Pressure induced semiconductor to metal phase transition in CsSnBr3 perovskite

TL;DR

This study uses first principles calculations to show that applying hydrostatic pressure induces a semiconductor to metal phase transition in CsSnBr3 perovskite, affecting its electronic, optical, and mechanical properties.

Contribution

It provides the first detailed theoretical analysis of pressure effects on CsSnBr3, revealing phase transition and property enhancements relevant for applications.

Findings

Semiconductor to metal phase transition occurs under 16 GPa pressure.

Optical absorption edge shifts to lower energy with pressure.

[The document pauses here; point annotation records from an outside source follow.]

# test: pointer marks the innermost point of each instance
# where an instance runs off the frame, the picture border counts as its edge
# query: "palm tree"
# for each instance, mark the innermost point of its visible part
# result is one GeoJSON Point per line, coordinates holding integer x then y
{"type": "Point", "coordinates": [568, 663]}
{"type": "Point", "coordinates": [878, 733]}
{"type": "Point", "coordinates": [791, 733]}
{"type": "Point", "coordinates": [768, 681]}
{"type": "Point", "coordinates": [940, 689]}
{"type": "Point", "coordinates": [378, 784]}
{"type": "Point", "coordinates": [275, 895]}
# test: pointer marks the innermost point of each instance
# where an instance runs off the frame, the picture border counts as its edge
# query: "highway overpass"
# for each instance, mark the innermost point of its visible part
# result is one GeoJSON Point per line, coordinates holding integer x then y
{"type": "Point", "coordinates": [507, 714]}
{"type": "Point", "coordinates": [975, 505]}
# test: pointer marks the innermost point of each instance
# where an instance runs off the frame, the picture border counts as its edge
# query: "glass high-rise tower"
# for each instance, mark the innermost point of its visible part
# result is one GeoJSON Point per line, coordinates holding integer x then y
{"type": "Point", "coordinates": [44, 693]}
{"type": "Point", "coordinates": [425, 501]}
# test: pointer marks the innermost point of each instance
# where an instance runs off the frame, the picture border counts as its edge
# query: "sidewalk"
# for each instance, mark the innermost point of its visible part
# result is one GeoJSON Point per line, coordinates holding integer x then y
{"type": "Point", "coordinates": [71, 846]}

Mechanical stability and ductility increase with pressure.

Abstract

Phase transitions in metal halide perovskites triggered by external provocations produce significantly different material properties, providing a prodigious opportunity for a comprehensive applications. In the present study, the first principles calculation has been performed with the help of density functional theory (DFT) using CASTEP code to investigate the physical properties of lead-free CsSnBr3 metal halide under various hydrostatic pressures. The pressure effect is determined in the range of 0-16 GPa. Subsequently, a significant change is observed in lattice constant and volume with increasing pressure. The electronic band structure show semiconductor to metal phase transition under elevated pressure. The investigation of optical functions displays that the absorption edge of CsSnBr3 perovskite is shifted remarkably toward the low energy region (red shift) with improved pressure up to 16 GPa. In addition, the absorptivity and dielectric constant also upsurges with the applied hydrostatic pressure. Finally, the mechanical properties reveal that CsSnBr3 perovskite is mechanically stable and highly ductile; the ductility is increased with raising pressure. This type of semiconductor to metal phase transition may inspire a wide range of potential applications.